Disaster Management Authority has to go beyond advisories

| MAY 15, 2024, 09:37 PM IST

Goa is on the cusp of another monsoon and the focus is now on the State’s preparedness for the season. If we recall, last year the discourse veered around the need to do a structural audit of all heritage structures across Goa even as a couple of them gave way in South Goa, including a part of the heritage building that houses the Urban Health Centre of Margao.

Last month, the Chairperson of the Disaster Management Authority and Collector Asvin Chandru issued wide directives to local civic bodies. The list contains several do's and don'ts. Interestingly, the Chairperson also calls for necessary action to prevent damage to old structures or buildings in a dilapidated condition in South Goa. The concern ahead of the monsoon is obvious in the directive, but the ground reality is starkly different giving an impression that crucial instructions have not been conveyed to the local bodies who have been grappling with problems of varied kind. Top on the list is the number of unsafe buildings that have been standing tall for over five years, some of them even with demolition orders being issued.

The directive from the chairperson of DMA may serve as a timely reminder for authorities to roll up their sleeves, but such directives will mean nothing on the ground. The need of the hour is not advisories, but area-specific redressal. For example, how to tackle flooding that is caused along the Western bypass that dissects through the fields at Margao and Benaulim. In Panaji, the bigger concern is about fighting floods against the background that the city is going through a metamorphosis.

What is crucial is that the DMA must identify vulnerable spots, weak structures, flood-prone areas, unsafe trees, clogged gutters and nullahs and every such threat that could affect life during the season. The idea is to infuse a sense of confidence in the citizenry. There have to be drills based on the previous year’s input and authorities must ensure that standard protocols are complied with. By issuing a generic advisory, it appears that authorities are paying lip service to the exercise of monsoon preparedness.

Secondly, the State government has been talking about conducting structural audits of old and weakened structures across cities, including Margao, but such an exercise has remained elusive for over five years. In Margao itself, there are around 20-25 unsafe structures, but authorities continue to turn a blind eye to them or keep referring to an old and outdated list. The partly collapsed portion of the Margao Urban Health Centre structure last July was rebuilt only a month back. The heritage MMC building which stands tall in the heart of Margao continues to be leaking during rains and needs plastic cover to shield it. These are not good signs.

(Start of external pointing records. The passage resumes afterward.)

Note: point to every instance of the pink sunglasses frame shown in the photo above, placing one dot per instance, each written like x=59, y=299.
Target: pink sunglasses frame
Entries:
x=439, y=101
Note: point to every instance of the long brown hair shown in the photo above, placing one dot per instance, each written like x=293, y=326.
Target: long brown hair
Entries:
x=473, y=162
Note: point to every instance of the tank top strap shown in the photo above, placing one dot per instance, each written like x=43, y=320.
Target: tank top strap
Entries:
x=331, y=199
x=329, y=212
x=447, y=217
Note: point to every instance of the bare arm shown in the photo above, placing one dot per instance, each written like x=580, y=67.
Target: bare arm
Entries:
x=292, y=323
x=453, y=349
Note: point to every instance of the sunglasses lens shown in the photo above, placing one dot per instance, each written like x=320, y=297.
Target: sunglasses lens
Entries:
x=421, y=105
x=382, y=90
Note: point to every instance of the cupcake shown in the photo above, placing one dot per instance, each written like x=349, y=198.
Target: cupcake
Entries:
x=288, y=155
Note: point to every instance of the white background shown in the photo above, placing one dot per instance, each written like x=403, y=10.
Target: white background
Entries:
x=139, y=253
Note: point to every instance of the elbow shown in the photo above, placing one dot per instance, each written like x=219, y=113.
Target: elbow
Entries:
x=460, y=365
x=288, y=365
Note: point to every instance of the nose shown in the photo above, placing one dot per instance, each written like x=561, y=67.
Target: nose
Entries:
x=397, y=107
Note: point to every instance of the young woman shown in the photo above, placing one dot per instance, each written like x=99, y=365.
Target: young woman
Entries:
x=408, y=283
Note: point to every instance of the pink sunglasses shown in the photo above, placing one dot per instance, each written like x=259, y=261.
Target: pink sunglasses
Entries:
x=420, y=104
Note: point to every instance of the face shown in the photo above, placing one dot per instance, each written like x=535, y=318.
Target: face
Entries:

We can't course-correct through tragedies. For example, a 100-foot-tall hoarding collapse at Mumbai Ghatkopar earlier this week claimed 14 lives and injured another 70 in gusty winds and unseasonal rains that hit the city on Monday. This tragedy was such that Chief Minister Eknath Shinde ordered a structural audit of all hoardings in Mumbai and directed that "dangerous ones" be immediately brought down.

The Disaster Management Authority has often been referred to as a disaster in terms of responses to disaster situations. It’s time to shed that image and get cracking. Goa does not want a Ghatkopar-like tragedy to wake up and take stock of its weak links.